Abdullah Gül, İslami terminolojileri kullansa da Suudi Arabistan'dan Türkiye'ye kadar hiçbir Müslüman ülkede IŞİD'e karşı hayranlığın söz konusu olmadığını, bunu istatistiklerin de ortaya koyduğunu belirtti. Müslüman kitlelerin IŞİD'den nefret ettiğini çünkü Müslümanlığı kötü gösterdiklerini kaydeden Abdullah Gül, "Bunlar, durumu istismar ederek güç toplayan gruplar. Bu politik bir hareket. Bunu tamamen öyle görmek gerekir. Dini bir hareket olarak görürsek, çok yanılırız. Onlarla mücadelede de yanlış bir metot içerisine gireriz. Bu yanlış metot da beklemediğiniz yeni güçleri çıkartır. Ben IŞİD’in bölgede ideolojik bir tehdit olduğunu hiçbir zaman düşünmem. Türkiye'ye ideolojik bir tehdidi söz konusu olamaz ama terör içerisinde olan, aşırılıkları besleyen, eğiten, teröristler için bir eğitim alanı haline geldiği için tabii ki bütün ülkeler için tehlikelidir" diye konuştu.

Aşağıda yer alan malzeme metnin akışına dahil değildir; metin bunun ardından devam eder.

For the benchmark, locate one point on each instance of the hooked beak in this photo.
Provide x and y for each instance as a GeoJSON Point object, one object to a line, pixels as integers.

"İKİNCİ BİR SOĞUK SAVAŞ DÖNEMİNİN BAŞLANGICI İÇERİSİNDEYİZ"

Türkiye-Rusya ilişkileriyle ilgili ise Abdullah Gül, iki ülke arasında tarihi ilişkilerin mevcut olduğunu dile getirdi. Komşuluk ilişkilerinin geliştirmesi için uğraşıldığını anlatan Abdullah Gül, "Gazın önemli bir kısmını Rusya'dan alıyoruz. Dolayısıyla Rus gazına biraz bağımlıyız. Bunu çeşitlendirmeye çalışıyoruz tabii. Ukrayna'daki olanlar, hepimizi çok yakından ilgilendirdi. Güneyimizde böyle bir istikrarsızlık varken, kuzeyimizde çok daha ciddi bir istikrarsızlıktan tedirginiz açıkçası" dedi.

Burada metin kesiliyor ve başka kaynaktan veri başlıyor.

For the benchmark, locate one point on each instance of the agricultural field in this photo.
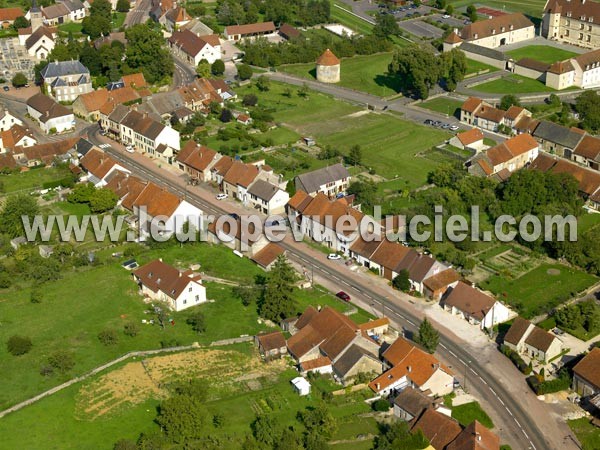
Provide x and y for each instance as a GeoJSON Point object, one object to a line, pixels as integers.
{"type": "Point", "coordinates": [361, 73]}
{"type": "Point", "coordinates": [537, 290]}
{"type": "Point", "coordinates": [541, 53]}
{"type": "Point", "coordinates": [513, 84]}
{"type": "Point", "coordinates": [67, 320]}
{"type": "Point", "coordinates": [32, 179]}
{"type": "Point", "coordinates": [99, 411]}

Ukrayna ve Rusya meselesinin NATO'nun karşılaştığı en ciddi konulardan birisi olduğunu kaydeden Gül, "Kırım’ın defakto durum yaratılarak işgal edilmesi çok gergin bir ortam çıkardı ve belki ikinci bir Soğuk Savaş döneminin başlangıcı içerisindeyiz. Bunun daha da ileri gitmemesini arzu ediyoruz" ifadelerini kullandı.